To measure a signal’s noise level, phase noise or jitter can be used. The choice depends largely on the application, although jitter can be calculated from phase noise if the phase-noise characteristic is known. In a five-page white paper titled, “Designing for Exceptional Phase Noise and Jitter Performance in Precision GPS Frequency Standards,” Precision Time and Frequency, Inc. provides a concise overview of the steps and considerations needed to design a high-performance, low-noise, precision-frequency standard.
The first step is to select the right crystal oscillator. A “good” oven-controlled crystal oscillator (OCXO) will have a phase-noise characteristic of at least −125 dBc/Hz at 10 Hz offset from a 10-MHz carrier. At higher offsets, phase noise will generally fall linearly to a noise floor of less than −160 dBc/Hz at 10 kHz offset from a 10-MHz carrier. In evaluating phase-noise specifications, it is critical to keep in mind the carrier frequency at which the measurement is quoted, as there is a direct mathematical relationship between carrier frequency and measured phase noise.

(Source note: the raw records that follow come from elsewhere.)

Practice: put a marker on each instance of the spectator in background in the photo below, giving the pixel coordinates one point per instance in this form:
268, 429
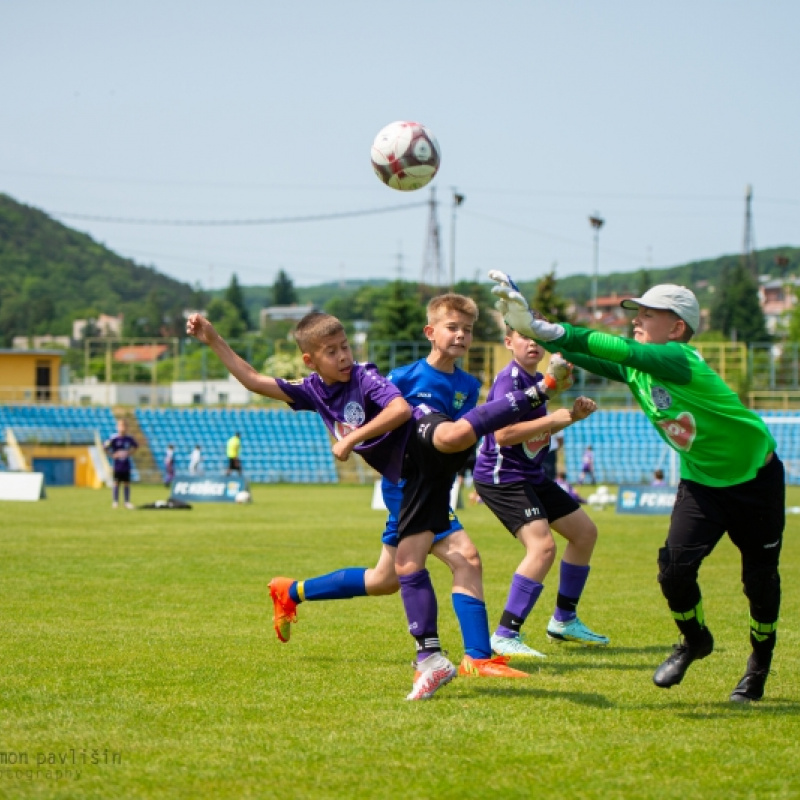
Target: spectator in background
196, 461
550, 463
561, 480
169, 465
120, 448
234, 448
587, 466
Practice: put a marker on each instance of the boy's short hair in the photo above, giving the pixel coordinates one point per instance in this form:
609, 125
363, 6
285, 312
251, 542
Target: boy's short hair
314, 327
447, 303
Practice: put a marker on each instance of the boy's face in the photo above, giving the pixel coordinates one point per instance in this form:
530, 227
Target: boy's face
451, 334
656, 326
526, 352
332, 359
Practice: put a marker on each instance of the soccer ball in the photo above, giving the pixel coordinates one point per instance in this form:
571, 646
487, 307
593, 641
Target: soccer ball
405, 156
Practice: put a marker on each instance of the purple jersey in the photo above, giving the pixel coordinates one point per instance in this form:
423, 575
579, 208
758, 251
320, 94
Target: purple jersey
519, 462
345, 406
120, 448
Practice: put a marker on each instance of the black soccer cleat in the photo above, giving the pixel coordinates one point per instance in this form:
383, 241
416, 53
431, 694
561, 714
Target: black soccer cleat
671, 672
751, 686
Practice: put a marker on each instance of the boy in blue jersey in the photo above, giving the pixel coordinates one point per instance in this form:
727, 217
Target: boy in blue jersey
367, 414
120, 448
510, 478
437, 382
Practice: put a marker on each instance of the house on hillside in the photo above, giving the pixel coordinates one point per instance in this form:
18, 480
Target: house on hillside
293, 313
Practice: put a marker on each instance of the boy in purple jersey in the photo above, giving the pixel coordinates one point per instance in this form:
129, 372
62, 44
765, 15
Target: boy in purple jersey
368, 415
120, 448
510, 479
435, 381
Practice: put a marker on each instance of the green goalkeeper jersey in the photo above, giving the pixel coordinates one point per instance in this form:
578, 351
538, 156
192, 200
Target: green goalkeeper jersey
720, 441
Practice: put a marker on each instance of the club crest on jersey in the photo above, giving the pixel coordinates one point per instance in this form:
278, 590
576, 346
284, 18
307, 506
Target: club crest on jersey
661, 398
354, 414
680, 431
534, 446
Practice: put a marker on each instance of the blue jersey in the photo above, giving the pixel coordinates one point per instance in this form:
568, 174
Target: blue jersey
519, 462
452, 393
121, 448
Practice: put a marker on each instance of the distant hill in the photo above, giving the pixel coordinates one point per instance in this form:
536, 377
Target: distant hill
52, 274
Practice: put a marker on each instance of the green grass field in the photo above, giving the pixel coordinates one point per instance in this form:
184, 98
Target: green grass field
139, 661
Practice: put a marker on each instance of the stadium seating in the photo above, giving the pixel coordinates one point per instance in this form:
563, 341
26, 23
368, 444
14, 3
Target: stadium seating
278, 445
627, 448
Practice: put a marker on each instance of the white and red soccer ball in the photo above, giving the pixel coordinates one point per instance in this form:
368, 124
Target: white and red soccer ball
405, 156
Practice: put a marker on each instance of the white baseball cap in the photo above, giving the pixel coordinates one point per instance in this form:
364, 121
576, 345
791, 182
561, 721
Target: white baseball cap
669, 297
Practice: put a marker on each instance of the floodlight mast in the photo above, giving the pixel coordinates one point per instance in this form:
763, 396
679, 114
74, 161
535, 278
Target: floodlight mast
597, 222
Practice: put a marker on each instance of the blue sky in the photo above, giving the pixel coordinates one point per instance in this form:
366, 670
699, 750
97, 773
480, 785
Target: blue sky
657, 116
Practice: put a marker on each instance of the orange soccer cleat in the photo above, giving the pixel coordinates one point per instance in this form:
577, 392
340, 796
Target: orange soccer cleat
496, 667
285, 609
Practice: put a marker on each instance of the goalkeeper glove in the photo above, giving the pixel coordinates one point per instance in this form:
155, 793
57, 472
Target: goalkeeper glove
514, 308
558, 376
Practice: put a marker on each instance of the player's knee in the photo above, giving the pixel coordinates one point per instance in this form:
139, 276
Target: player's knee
677, 574
762, 587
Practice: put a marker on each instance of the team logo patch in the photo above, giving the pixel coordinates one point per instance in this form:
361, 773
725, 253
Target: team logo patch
680, 431
354, 414
661, 398
534, 446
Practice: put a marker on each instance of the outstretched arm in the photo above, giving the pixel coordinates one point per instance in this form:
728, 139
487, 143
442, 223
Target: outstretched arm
202, 330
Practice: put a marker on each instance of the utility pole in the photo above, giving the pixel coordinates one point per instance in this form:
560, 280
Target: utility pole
597, 222
748, 248
432, 261
458, 199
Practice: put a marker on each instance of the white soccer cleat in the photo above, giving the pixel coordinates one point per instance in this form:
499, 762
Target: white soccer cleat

The next task is to preserve the attained low phase noise when buffering and distributing. In addition to filtering the power supply at the input to the printed-circuit board (PCB), filtering should be placed at the supply pins to the buffer amplifiers. When it comes to amplifying and distributing low-phase-noise RF signals, current feedback amplifiers are sufficient. However, the layout must be correct to ensure desired performance. For this application, bandwidth limiting is required. Capacitance to ground at the inputs and outputs also must be minimized as much as possible to avoid instability. With these tips, the white paper provides a solid foundation for designers working in this segment.